And now investment funds – they’re all aware of the dynamics in the chart above – are setting up for the next big selloff in the junk-bond market.

In total, seven distressed-debt funds have raised about $15.4 billion so far in 2018, according to the Financial Times. GSO Capital Solutions Fund III, which closed in April, raised $7.4 billion, the fourth-biggest distressed debt fundraising ever. The FT:

Jason Mudrick, founder of $1.9-billion Mudrick Capital, is marketing a second distressed investment fund, according to people with knowledge of the matter. The new fund will lock up investors’ money for five years and only charge fees once the capital commitment is invested, according to the people. The fundraising is set to close on December 1.

“This economy is roaring right now,” said Mr Mudrick, who declined to comment directly on the fundraising, citing US regulation. “It’s rocking and rolling. But that’s just not sustainable . . . My job is not to predict exactly when [the turn in the cycle] happens but to have the platform ready when it does.”

Mr. Mudrick believes it is a backdrop that will create ripe conditions for distressed debt investors when economic conditions do worsen. The New York-based fund generated returns of almost 40% in 2016 wagering that energy bonds hit by a declining oil price would recover, according to a hedge fund performance document produced by HSBC and seen by the Financial Times.

Among the other funds is Strategic Value Partners, which raised nearly $3 billion.

Another distressed-debt fund, DSC Meridian Capital, was launched at the start of this month. “I think we’ll be doing a lot of distressed stuff when there’s distressed stuff to do,” the founder, Sheru Chowdhry, formerly co-portfolio manager of the Paulson Credit Opportunities fund, told the FT. “It feels like we’re about 12 months away, but we could get into extended innings.”

Investing successfully in distressed debt is a special expertise. When the bottom falls out, distressed debt becomes an illiquid market. When forced selling sets in as bond mutual funds and others that have to meet redemptions by nervous retail investors, while buyers simply evaporate, incredible deals can be made. But the risk of total wipeout is large. Many distressed bonds get crushed in bankruptcy. This is a fate to be avoided.

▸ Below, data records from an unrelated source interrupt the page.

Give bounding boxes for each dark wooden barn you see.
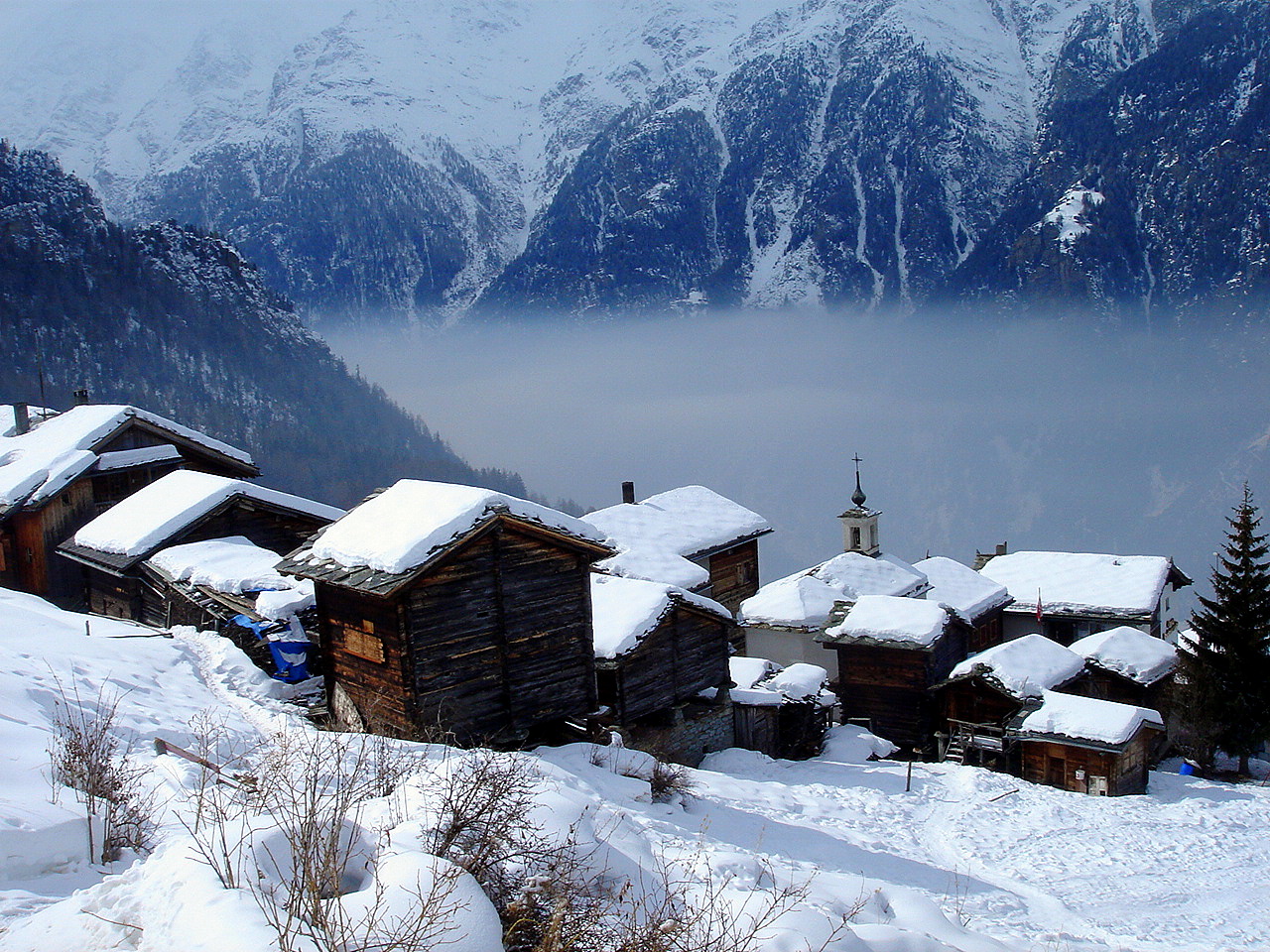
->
[933,635,1084,772]
[821,595,969,756]
[280,480,612,744]
[58,470,343,627]
[585,482,772,613]
[590,574,735,767]
[1011,690,1165,796]
[0,404,259,607]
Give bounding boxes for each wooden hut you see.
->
[934,635,1084,772]
[1012,690,1165,796]
[280,480,612,744]
[822,595,969,754]
[730,657,837,761]
[58,470,343,627]
[590,574,735,767]
[585,482,772,612]
[0,404,259,604]
[913,556,1013,654]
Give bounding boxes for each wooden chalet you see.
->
[821,595,970,753]
[913,556,1013,654]
[0,404,259,604]
[980,552,1192,645]
[584,482,772,612]
[731,657,837,761]
[738,552,930,680]
[1011,690,1165,796]
[590,574,735,767]
[280,480,612,744]
[933,635,1084,772]
[58,470,343,627]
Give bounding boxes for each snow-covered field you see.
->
[0,593,1270,952]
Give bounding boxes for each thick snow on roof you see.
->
[727,656,835,707]
[1019,690,1165,745]
[0,404,251,505]
[980,552,1172,616]
[1072,626,1178,684]
[147,536,296,595]
[825,595,949,648]
[913,556,1010,622]
[584,486,771,556]
[949,635,1084,699]
[75,470,344,556]
[590,574,731,657]
[740,552,926,630]
[312,480,604,575]
[595,547,710,589]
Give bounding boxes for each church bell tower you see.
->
[838,453,881,556]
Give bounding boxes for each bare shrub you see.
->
[49,680,154,863]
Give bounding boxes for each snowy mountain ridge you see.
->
[0,0,1234,314]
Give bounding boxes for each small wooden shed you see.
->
[58,470,344,627]
[280,480,612,744]
[1012,690,1165,797]
[590,574,735,766]
[822,595,969,754]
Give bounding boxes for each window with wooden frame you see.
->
[340,618,384,663]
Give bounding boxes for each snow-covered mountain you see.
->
[0,0,1239,320]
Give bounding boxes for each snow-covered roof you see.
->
[727,656,837,707]
[825,595,949,648]
[1017,690,1165,747]
[739,552,927,631]
[584,486,772,557]
[913,556,1011,622]
[590,574,731,657]
[73,470,344,557]
[949,635,1084,699]
[595,547,710,589]
[980,552,1175,617]
[308,480,604,575]
[0,404,254,518]
[1072,626,1178,684]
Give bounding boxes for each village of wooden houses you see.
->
[0,393,1190,796]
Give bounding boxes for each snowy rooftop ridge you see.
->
[740,552,927,631]
[583,486,772,558]
[949,635,1084,699]
[1072,626,1178,685]
[1017,690,1165,747]
[301,480,604,575]
[980,552,1180,617]
[0,404,254,507]
[73,470,344,557]
[825,595,949,648]
[590,574,731,657]
[913,556,1011,622]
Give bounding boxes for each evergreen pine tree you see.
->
[1180,485,1270,774]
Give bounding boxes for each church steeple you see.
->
[838,453,881,556]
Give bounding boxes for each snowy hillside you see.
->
[0,0,1234,322]
[0,593,1270,952]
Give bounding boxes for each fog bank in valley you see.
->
[325,313,1270,596]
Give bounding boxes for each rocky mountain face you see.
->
[0,142,525,504]
[0,0,1265,318]
[952,3,1270,316]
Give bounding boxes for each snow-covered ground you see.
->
[0,593,1270,952]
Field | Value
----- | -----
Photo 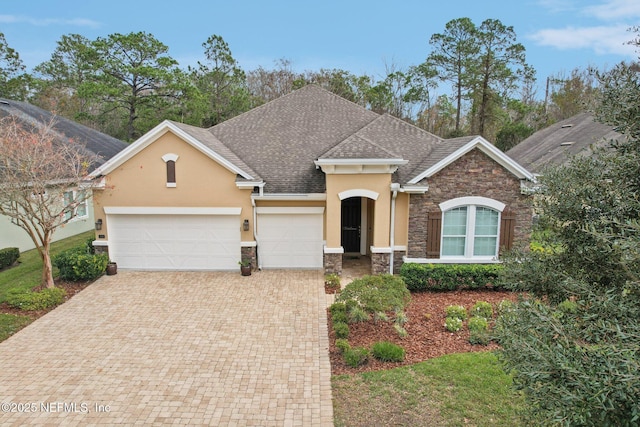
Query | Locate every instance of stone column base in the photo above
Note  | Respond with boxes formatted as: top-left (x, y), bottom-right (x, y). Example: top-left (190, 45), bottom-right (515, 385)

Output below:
top-left (324, 253), bottom-right (342, 275)
top-left (240, 246), bottom-right (258, 270)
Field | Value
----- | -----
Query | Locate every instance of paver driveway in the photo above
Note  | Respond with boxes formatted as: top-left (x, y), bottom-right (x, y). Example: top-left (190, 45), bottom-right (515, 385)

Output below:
top-left (0, 271), bottom-right (333, 426)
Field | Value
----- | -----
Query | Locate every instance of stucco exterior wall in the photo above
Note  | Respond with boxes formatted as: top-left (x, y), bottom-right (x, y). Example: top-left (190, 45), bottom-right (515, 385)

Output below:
top-left (94, 132), bottom-right (253, 241)
top-left (325, 174), bottom-right (391, 248)
top-left (408, 149), bottom-right (532, 258)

To succeed, investors – usually teams – have to do some heavy manual lifting. They must not only do a solid credit analysis of the company and have a grip on the fine points of the industry, but they must also be able to understand the nuances of debt covenants, the details of the collateral, and a million other things. And they must have a deep understanding of global market trends and industry cycles. This is the smart money, and it’s setting up for the next credit event.

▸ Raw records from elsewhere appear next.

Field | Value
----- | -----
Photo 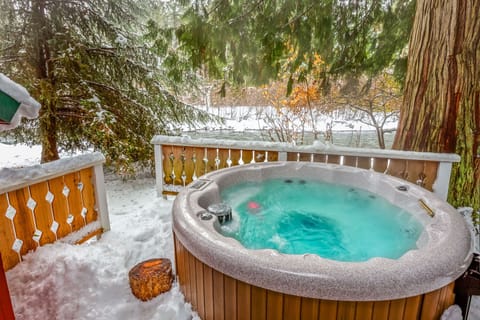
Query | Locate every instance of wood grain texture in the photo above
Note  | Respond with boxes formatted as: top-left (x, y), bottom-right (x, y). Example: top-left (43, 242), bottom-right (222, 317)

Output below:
top-left (175, 239), bottom-right (454, 320)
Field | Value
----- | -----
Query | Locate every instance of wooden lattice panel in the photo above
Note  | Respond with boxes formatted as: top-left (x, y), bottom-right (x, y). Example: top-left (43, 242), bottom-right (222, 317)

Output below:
top-left (162, 146), bottom-right (278, 193)
top-left (0, 168), bottom-right (98, 270)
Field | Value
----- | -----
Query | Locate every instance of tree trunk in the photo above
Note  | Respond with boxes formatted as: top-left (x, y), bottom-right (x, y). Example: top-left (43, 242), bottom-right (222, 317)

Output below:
top-left (32, 0), bottom-right (59, 163)
top-left (393, 0), bottom-right (480, 209)
top-left (375, 126), bottom-right (385, 149)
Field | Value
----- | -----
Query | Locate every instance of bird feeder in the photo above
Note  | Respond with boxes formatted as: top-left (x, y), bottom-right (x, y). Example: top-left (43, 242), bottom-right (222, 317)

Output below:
top-left (0, 73), bottom-right (40, 131)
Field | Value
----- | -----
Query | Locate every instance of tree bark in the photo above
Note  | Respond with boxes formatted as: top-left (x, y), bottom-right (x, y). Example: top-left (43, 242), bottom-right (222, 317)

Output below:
top-left (32, 0), bottom-right (59, 163)
top-left (393, 0), bottom-right (480, 209)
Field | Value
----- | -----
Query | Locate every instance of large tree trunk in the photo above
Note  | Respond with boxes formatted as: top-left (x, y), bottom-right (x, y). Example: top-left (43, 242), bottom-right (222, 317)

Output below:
top-left (393, 0), bottom-right (480, 209)
top-left (32, 0), bottom-right (59, 163)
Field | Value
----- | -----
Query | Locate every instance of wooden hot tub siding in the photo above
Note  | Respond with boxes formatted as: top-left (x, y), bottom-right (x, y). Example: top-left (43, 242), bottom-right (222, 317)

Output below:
top-left (174, 235), bottom-right (455, 320)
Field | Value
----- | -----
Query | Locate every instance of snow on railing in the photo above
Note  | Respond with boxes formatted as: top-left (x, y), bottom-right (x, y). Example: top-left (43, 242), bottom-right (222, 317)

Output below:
top-left (151, 135), bottom-right (460, 200)
top-left (0, 153), bottom-right (110, 270)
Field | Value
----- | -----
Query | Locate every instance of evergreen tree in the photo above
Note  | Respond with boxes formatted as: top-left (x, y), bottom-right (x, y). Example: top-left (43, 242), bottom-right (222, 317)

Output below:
top-left (171, 0), bottom-right (414, 88)
top-left (394, 0), bottom-right (480, 210)
top-left (0, 0), bottom-right (210, 175)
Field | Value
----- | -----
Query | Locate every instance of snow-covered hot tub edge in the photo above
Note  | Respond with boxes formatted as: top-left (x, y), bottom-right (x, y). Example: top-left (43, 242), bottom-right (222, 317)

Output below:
top-left (173, 162), bottom-right (473, 301)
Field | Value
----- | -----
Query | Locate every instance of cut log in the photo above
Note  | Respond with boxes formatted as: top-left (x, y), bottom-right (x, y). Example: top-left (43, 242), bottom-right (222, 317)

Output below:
top-left (128, 258), bottom-right (173, 301)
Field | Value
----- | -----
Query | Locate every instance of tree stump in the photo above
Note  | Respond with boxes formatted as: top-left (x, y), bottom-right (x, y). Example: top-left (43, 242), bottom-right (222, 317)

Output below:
top-left (128, 258), bottom-right (173, 301)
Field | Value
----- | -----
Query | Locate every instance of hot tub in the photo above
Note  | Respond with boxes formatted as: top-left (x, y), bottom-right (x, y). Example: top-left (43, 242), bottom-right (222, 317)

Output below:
top-left (173, 162), bottom-right (472, 320)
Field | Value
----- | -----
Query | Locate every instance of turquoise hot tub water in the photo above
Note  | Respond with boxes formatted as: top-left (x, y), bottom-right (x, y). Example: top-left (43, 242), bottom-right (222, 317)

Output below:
top-left (220, 178), bottom-right (423, 262)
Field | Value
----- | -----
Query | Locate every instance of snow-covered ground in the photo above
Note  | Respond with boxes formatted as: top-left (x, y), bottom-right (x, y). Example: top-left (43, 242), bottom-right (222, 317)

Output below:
top-left (0, 143), bottom-right (480, 320)
top-left (0, 144), bottom-right (198, 320)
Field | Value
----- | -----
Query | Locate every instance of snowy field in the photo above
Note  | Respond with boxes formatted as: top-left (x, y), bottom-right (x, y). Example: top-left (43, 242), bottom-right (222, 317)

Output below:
top-left (0, 143), bottom-right (480, 320)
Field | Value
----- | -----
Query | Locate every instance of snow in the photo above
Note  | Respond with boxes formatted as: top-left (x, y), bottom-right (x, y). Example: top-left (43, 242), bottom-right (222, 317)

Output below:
top-left (191, 105), bottom-right (398, 131)
top-left (0, 73), bottom-right (40, 132)
top-left (0, 143), bottom-right (480, 320)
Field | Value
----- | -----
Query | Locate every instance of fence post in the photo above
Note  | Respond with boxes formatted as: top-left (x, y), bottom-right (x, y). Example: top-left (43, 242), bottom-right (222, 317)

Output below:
top-left (153, 144), bottom-right (163, 197)
top-left (93, 164), bottom-right (110, 232)
top-left (432, 162), bottom-right (452, 201)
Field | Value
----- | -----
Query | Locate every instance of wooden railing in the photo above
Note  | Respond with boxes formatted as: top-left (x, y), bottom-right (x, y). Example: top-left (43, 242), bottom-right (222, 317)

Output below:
top-left (152, 135), bottom-right (460, 200)
top-left (0, 153), bottom-right (110, 270)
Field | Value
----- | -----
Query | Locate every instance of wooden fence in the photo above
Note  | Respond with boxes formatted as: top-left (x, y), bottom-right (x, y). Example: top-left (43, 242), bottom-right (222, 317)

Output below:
top-left (152, 135), bottom-right (460, 200)
top-left (0, 153), bottom-right (110, 270)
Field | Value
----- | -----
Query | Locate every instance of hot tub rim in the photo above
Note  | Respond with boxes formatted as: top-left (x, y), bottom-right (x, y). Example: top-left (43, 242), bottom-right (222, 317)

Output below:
top-left (172, 162), bottom-right (473, 301)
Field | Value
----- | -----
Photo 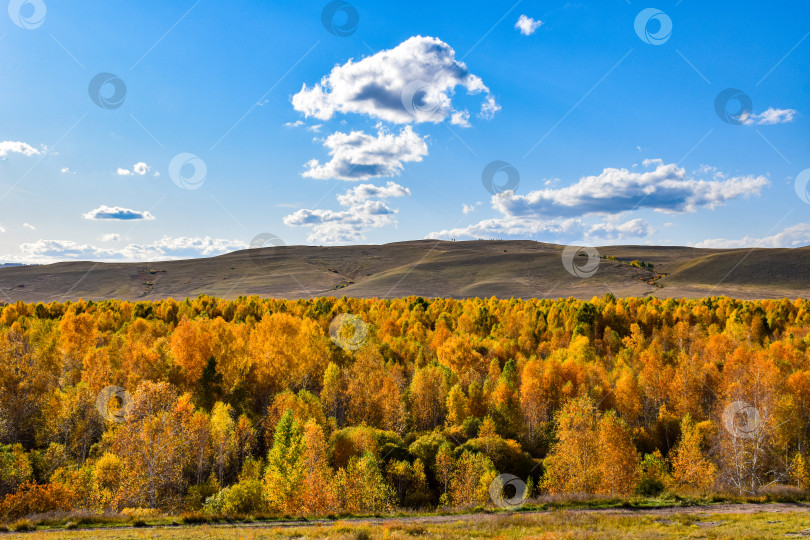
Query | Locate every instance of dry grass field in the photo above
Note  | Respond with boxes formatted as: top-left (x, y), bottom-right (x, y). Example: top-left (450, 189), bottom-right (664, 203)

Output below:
top-left (4, 504), bottom-right (810, 540)
top-left (0, 240), bottom-right (810, 302)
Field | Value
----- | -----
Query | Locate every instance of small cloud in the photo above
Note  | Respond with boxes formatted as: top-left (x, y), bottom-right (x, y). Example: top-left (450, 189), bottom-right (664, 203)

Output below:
top-left (283, 182), bottom-right (411, 244)
top-left (742, 107), bottom-right (799, 126)
top-left (116, 161), bottom-right (154, 176)
top-left (292, 36), bottom-right (498, 124)
top-left (302, 126), bottom-right (428, 181)
top-left (461, 201), bottom-right (481, 215)
top-left (0, 141), bottom-right (41, 157)
top-left (132, 161), bottom-right (152, 176)
top-left (515, 15), bottom-right (543, 36)
top-left (82, 205), bottom-right (155, 221)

Emerging market “turmoil” is already brewing as the Hot Money is fleeing. Read… Chasing Yield during ZIRP & NIRP Evidently Starved Human Brains of Oxygen. Now the Price Is Due  
 

Would you like to be notified via email when WOLF STREET publishes a new article? Sign up here.

 

  65 comments for “The Smart Money Gets Ready for the Next Credit Event

  1. brett
    Jun 19, 2018 at 7:56 pm

    what can an average mid-40s sub $1M investor like me do to prepare for this? I’m in Toronto btw, and still renting!

    • andy
      Jun 20, 2018 at 12:02 am

      Mobile middle-age sub-milionaire in Canada? You may not make it, sorry to say.
      Otherwise, what is there to do? Traveling, skiing, fishing, dating?

      • ScottS71
        Jun 21, 2018 at 10:04 am

        Hahaha. Thanks for the laughs.

    • Nicko2
      Jun 20, 2018 at 1:28 am

      Smoke some weed. It’s legal eh?

    • Anon1970
      Jun 20, 2018 at 11:14 am

      Many residents of Toronto have become a victim of the city’s success. Think about moving if a good job opportunity comes up elsewhere. Or, just be satisfied that you have a rent controlled apartment. Once upon a time, the Harbord Village neighborhood (a name made up by real estate sales people) was the first stop on the economic ladder for recently arrived immigrants from Europe. Many moved to the suburbs within a few years, as their incomes improved. But like the Old South, those days are gone with the wind.

      • bret
        Jun 21, 2018 at 8:27 pm

        Thanks for the input. It’s a bit distressing because being careful and doing a conventional fundamentals analysis has been a losing strategy in Toronto RE the past few years. This city’s housing market has become globalized speculative asset class and no one in power seems to want to stop that.

    • Ambrose Bierce
      Jun 20, 2018 at 1:03 pm

      obviously get into one of these distressed bond funds

    • Alex
      Jun 20, 2018 at 5:58 pm

      See https://finance.yahoo.com/quote/HYG?p=HYG

      Learn about shorting. Have gold? Cash heavy?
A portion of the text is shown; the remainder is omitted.